Cardiac catheterization and cardiac computed tomography (CT): Exposure to ionizing radiation during pregnancy is best avoided. However, it may be necessary if information to be obtained is critical for diagnosis or ongoing management that is not available through complimentary imaging modalities. In general, conventional angiography results in a dose of about 6 millisieverts (equivalent of ~ 500 chest x-rays). Fetal exposure to radiation can be lessened through shielding of the maternal abdomen and the use of the radial artery approach for angiography. Cardiac CT can be accomplished with radiation doses similar to conventional angiography as long as data acquisition is limited to a single cardiac cycle (1 R-R interval). No congenital anomaly has been identified in fetuses exposed to less than 100 milligrays of radiation (exposure to 1 milligray of radiation occurs through a dose of 1 millisievert).

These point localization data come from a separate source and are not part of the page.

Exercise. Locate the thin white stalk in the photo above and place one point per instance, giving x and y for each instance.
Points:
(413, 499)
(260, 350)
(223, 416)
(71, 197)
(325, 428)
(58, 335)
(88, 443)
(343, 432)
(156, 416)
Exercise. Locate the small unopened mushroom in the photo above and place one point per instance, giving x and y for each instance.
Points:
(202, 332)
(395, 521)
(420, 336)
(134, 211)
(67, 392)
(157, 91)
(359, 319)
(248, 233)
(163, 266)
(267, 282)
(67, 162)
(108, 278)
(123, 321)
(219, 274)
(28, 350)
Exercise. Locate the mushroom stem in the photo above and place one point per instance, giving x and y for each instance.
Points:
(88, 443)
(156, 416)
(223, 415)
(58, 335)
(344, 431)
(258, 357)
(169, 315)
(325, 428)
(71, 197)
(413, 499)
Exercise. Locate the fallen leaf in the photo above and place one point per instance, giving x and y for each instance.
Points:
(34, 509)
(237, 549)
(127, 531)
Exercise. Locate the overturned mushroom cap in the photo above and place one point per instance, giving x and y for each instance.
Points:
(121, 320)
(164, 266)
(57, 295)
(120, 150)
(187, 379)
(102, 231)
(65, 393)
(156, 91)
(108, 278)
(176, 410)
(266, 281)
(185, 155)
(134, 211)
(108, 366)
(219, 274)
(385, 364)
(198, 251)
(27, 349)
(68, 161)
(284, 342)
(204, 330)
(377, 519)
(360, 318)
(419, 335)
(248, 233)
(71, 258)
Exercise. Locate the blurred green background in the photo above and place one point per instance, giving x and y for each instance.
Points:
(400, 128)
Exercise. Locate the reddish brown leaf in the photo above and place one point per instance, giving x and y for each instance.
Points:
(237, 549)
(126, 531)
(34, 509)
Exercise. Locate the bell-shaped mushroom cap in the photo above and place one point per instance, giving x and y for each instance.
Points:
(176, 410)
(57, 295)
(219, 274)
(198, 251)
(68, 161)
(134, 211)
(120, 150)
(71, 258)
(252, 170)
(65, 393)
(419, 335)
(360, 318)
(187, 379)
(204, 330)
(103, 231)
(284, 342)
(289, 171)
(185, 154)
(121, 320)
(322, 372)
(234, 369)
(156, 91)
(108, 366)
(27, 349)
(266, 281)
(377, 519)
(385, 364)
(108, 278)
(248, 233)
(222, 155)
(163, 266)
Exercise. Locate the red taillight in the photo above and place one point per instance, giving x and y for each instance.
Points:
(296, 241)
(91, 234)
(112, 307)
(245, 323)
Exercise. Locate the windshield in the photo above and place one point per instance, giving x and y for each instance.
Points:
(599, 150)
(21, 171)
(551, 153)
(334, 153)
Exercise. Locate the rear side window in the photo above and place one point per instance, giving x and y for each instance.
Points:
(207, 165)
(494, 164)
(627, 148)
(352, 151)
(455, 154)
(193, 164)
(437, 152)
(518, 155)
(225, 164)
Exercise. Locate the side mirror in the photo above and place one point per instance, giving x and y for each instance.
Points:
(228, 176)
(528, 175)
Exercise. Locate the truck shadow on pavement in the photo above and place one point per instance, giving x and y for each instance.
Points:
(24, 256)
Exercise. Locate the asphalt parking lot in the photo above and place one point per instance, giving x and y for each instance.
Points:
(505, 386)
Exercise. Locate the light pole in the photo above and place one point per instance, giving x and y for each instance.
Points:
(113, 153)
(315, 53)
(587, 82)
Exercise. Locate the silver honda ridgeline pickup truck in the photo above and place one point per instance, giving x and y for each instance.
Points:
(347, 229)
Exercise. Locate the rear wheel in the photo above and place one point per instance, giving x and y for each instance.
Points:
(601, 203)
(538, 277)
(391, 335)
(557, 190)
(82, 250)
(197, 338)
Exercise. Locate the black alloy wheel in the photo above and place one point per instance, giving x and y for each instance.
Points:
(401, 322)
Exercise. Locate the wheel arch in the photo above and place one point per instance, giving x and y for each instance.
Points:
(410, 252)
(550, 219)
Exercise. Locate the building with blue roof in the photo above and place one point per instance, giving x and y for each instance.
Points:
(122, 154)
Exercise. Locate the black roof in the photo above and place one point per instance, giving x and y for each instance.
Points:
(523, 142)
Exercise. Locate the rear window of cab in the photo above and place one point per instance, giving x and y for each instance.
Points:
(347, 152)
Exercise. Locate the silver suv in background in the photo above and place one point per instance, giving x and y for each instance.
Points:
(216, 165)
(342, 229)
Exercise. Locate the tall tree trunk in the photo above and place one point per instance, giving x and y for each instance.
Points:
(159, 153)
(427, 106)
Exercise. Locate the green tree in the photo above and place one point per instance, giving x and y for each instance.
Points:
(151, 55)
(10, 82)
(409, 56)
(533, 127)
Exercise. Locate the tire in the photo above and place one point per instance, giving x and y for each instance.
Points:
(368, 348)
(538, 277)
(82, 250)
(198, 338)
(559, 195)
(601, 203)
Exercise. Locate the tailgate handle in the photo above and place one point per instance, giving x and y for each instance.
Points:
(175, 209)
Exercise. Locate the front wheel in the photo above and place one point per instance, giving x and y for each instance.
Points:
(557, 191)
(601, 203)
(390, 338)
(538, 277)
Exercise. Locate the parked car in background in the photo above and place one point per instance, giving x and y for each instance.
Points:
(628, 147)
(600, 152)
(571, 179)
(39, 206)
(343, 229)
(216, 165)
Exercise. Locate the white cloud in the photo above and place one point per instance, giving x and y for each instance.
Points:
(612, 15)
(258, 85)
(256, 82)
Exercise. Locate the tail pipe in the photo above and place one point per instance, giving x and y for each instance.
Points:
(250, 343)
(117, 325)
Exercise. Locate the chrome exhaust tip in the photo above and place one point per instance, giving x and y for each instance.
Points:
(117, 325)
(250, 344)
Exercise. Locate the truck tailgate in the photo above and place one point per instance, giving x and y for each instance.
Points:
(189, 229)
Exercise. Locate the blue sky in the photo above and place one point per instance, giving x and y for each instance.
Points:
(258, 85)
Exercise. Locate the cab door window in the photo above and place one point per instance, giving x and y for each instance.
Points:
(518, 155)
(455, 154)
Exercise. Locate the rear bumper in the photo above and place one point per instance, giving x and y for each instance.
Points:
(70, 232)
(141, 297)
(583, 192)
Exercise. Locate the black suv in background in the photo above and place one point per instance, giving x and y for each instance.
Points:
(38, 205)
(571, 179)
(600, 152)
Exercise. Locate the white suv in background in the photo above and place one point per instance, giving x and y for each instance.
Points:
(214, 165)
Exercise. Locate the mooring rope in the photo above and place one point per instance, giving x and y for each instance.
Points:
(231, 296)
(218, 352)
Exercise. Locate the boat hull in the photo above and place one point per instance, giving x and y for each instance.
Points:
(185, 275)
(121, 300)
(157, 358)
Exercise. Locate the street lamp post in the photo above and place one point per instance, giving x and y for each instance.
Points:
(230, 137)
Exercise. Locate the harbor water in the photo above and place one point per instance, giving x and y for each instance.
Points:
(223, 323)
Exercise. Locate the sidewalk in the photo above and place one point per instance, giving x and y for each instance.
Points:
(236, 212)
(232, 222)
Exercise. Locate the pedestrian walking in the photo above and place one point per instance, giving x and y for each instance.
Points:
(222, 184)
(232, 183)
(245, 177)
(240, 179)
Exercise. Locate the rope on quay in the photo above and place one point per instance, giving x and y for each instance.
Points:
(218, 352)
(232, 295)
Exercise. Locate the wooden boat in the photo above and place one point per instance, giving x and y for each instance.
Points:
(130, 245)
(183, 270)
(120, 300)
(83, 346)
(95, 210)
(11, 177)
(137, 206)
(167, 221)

Cardiac magnetic resonance imaging (MRI): Effects of the MRI environment on the fetus have not been well established. Possible fetal risks relate to impact of exposure to the static magnetic field and imposed electromagnetic gradients on fetal growth and development as well as fetal responses to heat and noise. Pregnant patients should undergo MRI only if other non-ionizing forms of diagnostic imaging are inadequate and/or MRI would provide information that would otherwise require exposure to ionizing radiation. It is known that gadolinium-based contrast media crosses the human placenta into the fetus when given in clinical dose ranges; however, adequate studies to examine teratogenic effects have not been performed to date and safety of MRI contrast media has therefore not been established. If MRI is deemed necessary during pregnancy, care should be taken to minimize time in the scanner, contrast should be avoided if possible, and the study should be performed after organogenesis is complete thus following the first trimester.

References

1. Colman JM et al. Cardiac monitoring during pregnancy. In: Steer P, Gatzoulis M, Baker P, eds. Heart Disease and Pregnancy. London: RCOG Press, 2006:67-77.

2. Nihoyannopoulos P. Cardiovascular examination in pregnancy and the approach to diagnosis of cardiac disorder. In: Oakley C and Warnes CA, eds. Heart Disease in Pregnancy. Blackwell Publishing. Malden, Massachusetts, 2007: 18-28.